Alkisah, sang Ibu selama di Mekkah justru menjadi segar bugar, sehat bahkan menurut penuturan anaknya yang setia mendampinginya, merasa kewalahan karena sang Ibu sedemikian aktif dan lincah untuk melihat semua obyek yang menarik hatinya. Bahkan setiap selesai acara makannya yang lahap, sang Ibu selalu menyempatkan diri berjalan–jalan untuk melihat suasana sekitar tempatnya tinggal. Bahkan tidak jarang satu unik gedung tempatnya tinggal pernah dikelilingi, sehingga sang anak merasa khawatir pada sang Ibu akan mengalami kelelahan dan sakit.

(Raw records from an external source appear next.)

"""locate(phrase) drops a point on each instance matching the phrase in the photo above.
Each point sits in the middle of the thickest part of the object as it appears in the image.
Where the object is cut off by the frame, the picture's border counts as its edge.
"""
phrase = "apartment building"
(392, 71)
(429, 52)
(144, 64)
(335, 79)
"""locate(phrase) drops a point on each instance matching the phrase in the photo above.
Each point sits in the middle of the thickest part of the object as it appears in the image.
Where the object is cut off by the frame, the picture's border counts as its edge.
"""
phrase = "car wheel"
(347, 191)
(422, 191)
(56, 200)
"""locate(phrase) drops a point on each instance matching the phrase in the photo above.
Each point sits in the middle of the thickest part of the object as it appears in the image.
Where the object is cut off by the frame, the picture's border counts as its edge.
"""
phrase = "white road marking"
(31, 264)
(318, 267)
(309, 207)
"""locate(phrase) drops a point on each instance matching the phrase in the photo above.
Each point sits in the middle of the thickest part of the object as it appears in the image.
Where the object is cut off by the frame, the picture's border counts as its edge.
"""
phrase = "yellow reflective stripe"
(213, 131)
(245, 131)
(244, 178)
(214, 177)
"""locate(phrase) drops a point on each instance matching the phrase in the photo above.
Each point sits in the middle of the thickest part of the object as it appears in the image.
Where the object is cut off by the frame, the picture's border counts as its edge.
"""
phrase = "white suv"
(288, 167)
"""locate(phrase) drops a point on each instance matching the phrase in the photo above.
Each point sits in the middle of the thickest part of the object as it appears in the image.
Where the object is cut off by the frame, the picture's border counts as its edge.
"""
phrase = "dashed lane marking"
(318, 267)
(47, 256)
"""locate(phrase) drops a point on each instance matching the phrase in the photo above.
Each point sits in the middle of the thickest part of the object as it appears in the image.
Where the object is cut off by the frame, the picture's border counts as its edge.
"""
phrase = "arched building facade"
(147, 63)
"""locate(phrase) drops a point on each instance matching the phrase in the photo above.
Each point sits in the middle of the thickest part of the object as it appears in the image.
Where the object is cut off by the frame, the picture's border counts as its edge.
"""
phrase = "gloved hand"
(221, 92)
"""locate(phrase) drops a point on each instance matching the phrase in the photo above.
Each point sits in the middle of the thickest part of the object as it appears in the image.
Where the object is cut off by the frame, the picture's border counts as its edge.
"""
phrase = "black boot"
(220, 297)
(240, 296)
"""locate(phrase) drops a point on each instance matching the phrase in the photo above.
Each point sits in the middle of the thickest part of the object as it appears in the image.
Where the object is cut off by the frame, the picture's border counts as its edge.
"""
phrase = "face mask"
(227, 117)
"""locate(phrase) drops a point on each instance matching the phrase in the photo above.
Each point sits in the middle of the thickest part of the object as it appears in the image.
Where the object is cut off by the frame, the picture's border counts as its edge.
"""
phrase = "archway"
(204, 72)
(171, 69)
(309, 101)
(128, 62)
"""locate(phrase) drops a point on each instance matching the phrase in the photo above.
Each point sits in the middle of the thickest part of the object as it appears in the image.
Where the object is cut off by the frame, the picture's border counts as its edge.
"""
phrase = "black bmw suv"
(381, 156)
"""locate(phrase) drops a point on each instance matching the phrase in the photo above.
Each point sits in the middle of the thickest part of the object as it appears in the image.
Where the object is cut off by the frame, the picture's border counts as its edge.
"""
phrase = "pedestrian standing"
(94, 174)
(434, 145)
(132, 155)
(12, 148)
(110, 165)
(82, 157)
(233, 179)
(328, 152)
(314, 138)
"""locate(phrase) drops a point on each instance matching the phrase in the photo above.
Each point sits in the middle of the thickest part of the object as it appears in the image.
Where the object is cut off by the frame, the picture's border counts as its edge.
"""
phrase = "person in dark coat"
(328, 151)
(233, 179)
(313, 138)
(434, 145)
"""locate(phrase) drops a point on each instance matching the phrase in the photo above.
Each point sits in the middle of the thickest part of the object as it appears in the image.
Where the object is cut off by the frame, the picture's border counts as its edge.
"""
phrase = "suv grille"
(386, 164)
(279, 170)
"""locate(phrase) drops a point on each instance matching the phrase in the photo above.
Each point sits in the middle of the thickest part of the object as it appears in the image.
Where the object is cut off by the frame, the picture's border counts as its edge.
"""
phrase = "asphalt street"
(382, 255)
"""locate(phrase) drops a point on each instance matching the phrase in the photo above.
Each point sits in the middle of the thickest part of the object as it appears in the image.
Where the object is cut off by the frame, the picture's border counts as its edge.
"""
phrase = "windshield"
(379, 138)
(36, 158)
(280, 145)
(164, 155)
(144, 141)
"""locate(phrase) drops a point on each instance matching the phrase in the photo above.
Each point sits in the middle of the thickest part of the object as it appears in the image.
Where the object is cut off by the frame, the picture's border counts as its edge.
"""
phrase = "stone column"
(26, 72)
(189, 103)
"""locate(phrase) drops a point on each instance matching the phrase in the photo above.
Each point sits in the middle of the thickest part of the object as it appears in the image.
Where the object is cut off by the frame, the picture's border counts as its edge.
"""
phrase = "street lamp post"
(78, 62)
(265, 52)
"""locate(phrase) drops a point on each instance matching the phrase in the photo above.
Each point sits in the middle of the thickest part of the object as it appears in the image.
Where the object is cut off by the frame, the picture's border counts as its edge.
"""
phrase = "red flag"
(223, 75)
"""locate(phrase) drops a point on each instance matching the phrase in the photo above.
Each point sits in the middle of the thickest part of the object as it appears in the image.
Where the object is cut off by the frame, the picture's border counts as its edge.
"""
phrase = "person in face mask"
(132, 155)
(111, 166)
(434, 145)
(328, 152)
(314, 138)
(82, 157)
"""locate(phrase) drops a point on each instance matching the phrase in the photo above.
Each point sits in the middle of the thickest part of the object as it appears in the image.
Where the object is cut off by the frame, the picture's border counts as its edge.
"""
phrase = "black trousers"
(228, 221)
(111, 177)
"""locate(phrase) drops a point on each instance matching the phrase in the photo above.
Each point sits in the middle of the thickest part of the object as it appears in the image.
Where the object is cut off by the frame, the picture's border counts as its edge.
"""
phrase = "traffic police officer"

Tetapi dari kesaksian nyata ini memberi kesadaran baru bagi keluarga besarnya, bahwa selama hidup sang Ibu sangat kurang diajak piknik atau tamasya bersama keluarganya. Sehingga sampai usia pada 80 tahunan, sang Ibu baru bisa menikmati perjalanan fisik sekaligus perjalanan spiritual yang sangat dia nikmati. Maka itu, atas inisiatif anggota keluarga sang Ibu yang lain, setibanya di tanah air dan tempat tinggal mereka yang cukup jauh di dari Ibu Kota Jakarta, mereka membuat acara syukuran — meski dalam bentuk yang paling sederhana — tetapi perlu mengekspresikan puja dan puji kepada Tuhan.

Lantaran sebelumnya, banyak kisah yang telah didengar dari sejumlah kerabat dan sahabat yang menunaikan ibadah haji ini justru mengalami peristiwa yang tak sedap. Mulai dari hilangnya kemampuan melihat selama berada di Tanah Suci itu, hingga beragam insiden yang dialami tiada pernah dapat diterima oleh akal sehat.

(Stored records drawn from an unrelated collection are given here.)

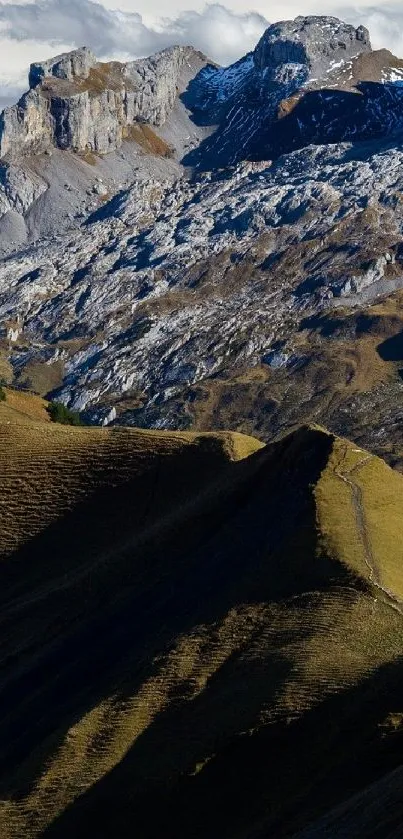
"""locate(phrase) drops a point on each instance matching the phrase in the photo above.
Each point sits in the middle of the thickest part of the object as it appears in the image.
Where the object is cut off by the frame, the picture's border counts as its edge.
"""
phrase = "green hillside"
(200, 636)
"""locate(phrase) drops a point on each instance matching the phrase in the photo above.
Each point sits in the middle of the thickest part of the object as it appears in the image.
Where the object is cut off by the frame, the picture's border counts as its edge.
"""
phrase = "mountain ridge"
(226, 579)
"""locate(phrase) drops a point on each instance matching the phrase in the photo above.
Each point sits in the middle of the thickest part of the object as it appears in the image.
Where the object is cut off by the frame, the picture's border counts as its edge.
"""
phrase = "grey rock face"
(77, 103)
(311, 43)
(66, 66)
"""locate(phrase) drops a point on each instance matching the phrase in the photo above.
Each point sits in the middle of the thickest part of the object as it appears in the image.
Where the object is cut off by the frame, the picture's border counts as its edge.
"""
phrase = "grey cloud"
(224, 34)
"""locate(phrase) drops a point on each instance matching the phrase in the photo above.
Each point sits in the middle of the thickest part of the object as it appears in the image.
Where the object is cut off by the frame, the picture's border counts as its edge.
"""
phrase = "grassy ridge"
(200, 636)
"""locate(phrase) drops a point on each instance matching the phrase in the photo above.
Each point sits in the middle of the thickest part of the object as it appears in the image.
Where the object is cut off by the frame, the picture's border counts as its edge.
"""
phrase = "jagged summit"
(68, 65)
(78, 103)
(308, 46)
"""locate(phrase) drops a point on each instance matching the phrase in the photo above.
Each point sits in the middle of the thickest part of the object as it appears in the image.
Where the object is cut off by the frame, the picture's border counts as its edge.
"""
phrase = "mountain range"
(202, 627)
(181, 240)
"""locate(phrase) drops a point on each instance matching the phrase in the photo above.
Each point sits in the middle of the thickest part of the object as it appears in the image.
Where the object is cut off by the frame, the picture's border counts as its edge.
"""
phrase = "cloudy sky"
(31, 30)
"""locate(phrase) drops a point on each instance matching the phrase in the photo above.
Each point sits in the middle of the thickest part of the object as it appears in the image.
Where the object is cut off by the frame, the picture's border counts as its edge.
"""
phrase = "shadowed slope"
(191, 629)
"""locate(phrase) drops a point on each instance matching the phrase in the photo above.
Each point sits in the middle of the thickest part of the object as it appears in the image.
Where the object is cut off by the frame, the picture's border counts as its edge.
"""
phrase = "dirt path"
(362, 528)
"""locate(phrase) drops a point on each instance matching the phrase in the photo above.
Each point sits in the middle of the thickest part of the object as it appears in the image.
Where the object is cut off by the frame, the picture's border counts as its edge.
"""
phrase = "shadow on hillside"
(269, 783)
(366, 117)
(121, 587)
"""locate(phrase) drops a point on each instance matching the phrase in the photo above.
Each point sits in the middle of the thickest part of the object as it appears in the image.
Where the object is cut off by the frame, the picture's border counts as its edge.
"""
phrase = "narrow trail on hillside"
(362, 528)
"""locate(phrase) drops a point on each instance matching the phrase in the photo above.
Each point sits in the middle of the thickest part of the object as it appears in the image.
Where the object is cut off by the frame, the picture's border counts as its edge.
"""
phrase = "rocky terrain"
(156, 286)
(201, 633)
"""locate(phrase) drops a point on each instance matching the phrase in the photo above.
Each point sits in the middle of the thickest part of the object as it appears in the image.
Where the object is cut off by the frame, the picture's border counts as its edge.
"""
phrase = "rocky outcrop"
(308, 47)
(69, 65)
(244, 100)
(78, 103)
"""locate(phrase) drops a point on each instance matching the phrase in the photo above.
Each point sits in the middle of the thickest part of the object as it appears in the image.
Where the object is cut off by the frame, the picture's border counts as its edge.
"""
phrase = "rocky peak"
(69, 65)
(78, 103)
(309, 46)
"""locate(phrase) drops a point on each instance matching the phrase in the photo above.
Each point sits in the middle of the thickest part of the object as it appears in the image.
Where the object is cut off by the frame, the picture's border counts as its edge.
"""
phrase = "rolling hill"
(200, 635)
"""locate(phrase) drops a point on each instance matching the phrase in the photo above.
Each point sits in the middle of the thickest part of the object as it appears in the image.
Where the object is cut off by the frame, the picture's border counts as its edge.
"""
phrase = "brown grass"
(188, 627)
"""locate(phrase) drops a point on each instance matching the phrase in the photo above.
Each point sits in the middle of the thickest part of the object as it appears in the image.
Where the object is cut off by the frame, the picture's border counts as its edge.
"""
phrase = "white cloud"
(31, 30)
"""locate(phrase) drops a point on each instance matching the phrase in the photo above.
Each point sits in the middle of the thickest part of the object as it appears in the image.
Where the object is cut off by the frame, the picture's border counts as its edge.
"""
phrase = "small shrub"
(59, 413)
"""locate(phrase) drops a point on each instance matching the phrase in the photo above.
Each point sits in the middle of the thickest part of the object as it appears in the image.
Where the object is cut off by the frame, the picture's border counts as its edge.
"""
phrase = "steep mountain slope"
(200, 636)
(244, 297)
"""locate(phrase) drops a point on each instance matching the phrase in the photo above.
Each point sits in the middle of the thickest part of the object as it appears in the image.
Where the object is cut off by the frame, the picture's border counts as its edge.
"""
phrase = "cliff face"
(309, 45)
(78, 103)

Bagaimana mungkin, selama mengikuti serangkaian acara ritual ibadah keagamaan itu, satu dari anggota keluarga — yang itu itu juga — selalu tersesat dan lepas — hilang dari kelompok atau rombongannya. Peristiwa serupa ini dianggap menjadi sangat gaib lantaran selalu berulang pada setiap upacara bersama dilakukan.

Ada juga kejadian nyata lainnya yang tidak bisa dilupakan, dari kisah sang paman yang melakukan ibadah haji tahun 1960-an yang sering merasa di tempiling oleh tangan gaib setiap berada di tempat tertentu saat sendiri tiada teman. Sehingga sang istrinya pun merasa prihatin, hingga terpaksa untuk selalu berada di dekat suaminya. Sebab bekas tempilingan makhluk gaib itu jelas membekas di pipinya.

Kejadian dan peristiwa yang aneh dan menakjubkan ini sungguh nyata muatan nilai-nilai spiritualitas nya, meski tidak masuk akal. Karena dimensi dan frekuensi dari spiritualitas memang berada jauh di atas intelektualitas. Boleh jadi, ibadah haji ini pun, cara dari Tahun untuk menunjukkan cara menakar kepongahan intelektual manusia melalui pemahaman dan kecerdasan spiritual yang lebih dominan terabaikan.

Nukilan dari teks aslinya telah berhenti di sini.